Evgeny and his wife Olga are clowns, comic actors of unusual talent, and the play they performed Sunday night at the International Inn on Thomas Circle about refusenik life is a poignant, black comedy. But in their hotel room before the performance for the Union of Councils for Soviet Jews they spoke seriously, most of the time.

"The first thing that happens to you when you apply for a visa to leave is that you lose your job," says Evgeny, who is leaning against the back of a chair. He is wearing a green leather jacket and a checked shirt. He is smiling through his full beard. "But of course you cannot be without a job in the Soviet Union. It is a crime to be 'a parasite.' So you must try to get a job . . . ."

And there are the shadows. "When you walk along the street," Olga says, " a black car is slowly following you down the street. They will park in front of your apartment. They watch you leave in the morning. At night, you hear footfalls on the roof overhead."

Olga is a bright, energetic woman whose gestures are broad and heavy and emphatically Russian. But her thin frame and quick smile make her resemble the actress Sandy Duncan.

Of course, without work, the refuseniks have little or no money. They live in squalid flats without furniture, without curtains, without telephones, and with no shades for the bare light bulbs.

The Kozhevnikovs, with a humor typical of shtetl life, say that of course the lack of furniture was quite convenient -- they could fit more people in their 10-by-16 apartment for their little performances.

It was this performance which became quite famous on the underground network, and made them so popular that the Soviets felt perhaps they should be given visas after all, to get them out of the hair of the bureaucrats in charge of refuseniks.

"Some had it worse than us," Olga said. She mentioned Menjamin Bogolmolny, who is the longest of the long-suffering refuseniks. He in such circumstances -- the shrug.

As soon as they applied for the visa three years ago, they had to ask their boss for their employment papers and were required to give the reason they needed them. Their boss was kind enough to let them resign before he fired them.

They had fallen into the ranks of the 2,000 refuseniks and began to go to the Moscow synagogue on Saturdays -- the gathering place for refuseniks to trade stories and fears and jokes. They began to attend some demonstrations.

But of course it is a crime to demonstrate outside, so refuseniks hang from windows chanting and waving signs. The KGB is not allowed to break into private apartments.

Eventually, the Kozhevnikovs decided that their best protest would be on stage, even if the stage was 3-by-3, and even if the theater was one room of their one-and-a-half-room apartment. It had to be inside because a play outside would be a political crime, and it had to be free because if they charged, it would be an economic crime.

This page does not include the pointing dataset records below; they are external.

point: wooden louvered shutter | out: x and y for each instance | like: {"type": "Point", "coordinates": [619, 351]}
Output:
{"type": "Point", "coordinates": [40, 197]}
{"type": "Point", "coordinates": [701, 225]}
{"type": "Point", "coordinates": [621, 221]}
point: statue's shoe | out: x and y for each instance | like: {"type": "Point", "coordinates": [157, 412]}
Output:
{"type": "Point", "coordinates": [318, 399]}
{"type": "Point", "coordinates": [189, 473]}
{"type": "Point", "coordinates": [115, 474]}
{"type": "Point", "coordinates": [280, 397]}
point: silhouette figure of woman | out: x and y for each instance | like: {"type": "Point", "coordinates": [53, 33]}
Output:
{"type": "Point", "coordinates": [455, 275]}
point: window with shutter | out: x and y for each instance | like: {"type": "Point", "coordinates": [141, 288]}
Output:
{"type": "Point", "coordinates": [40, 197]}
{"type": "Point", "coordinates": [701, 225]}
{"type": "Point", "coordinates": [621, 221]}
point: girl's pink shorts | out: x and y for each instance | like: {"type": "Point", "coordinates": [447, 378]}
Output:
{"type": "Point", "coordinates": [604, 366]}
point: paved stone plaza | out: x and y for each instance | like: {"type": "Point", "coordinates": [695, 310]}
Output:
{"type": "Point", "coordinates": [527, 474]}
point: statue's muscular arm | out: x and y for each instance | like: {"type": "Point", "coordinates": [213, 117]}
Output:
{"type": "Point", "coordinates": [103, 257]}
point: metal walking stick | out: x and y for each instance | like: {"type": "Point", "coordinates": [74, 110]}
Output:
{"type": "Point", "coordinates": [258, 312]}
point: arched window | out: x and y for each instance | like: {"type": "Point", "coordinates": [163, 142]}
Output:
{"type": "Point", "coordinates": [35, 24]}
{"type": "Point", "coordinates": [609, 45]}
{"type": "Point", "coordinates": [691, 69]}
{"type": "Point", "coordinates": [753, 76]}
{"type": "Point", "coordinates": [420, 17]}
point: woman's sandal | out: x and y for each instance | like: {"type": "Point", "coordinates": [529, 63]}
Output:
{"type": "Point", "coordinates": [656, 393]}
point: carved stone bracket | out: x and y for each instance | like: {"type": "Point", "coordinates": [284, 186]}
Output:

So they began to perform "The Life of a Refusenik," an underground diary written by the well-known Soviet Jewish poet Felix Kandel. To his diary they added folk songs -- Russian and Jewish -- and comedy sketches done in clown faces.

And Sunday night, from out of nonexistence in the Soviet Union the Kozhevnikovs played "Refuseniks" once again, 'for the 36th time, before 200 people attending the Union of Councils for Soviet Jews.

At the end of the one-hour performance, all were standing, many crying, and all applauding as loud as they could. For five minutes. Now, though the Kozhevnikovs have no jobs and no money for traveling, they hope to take their performance around the country, to Jewish groups and others who will have them, to anyone who wants to know about the ghosts of the Soviet Union.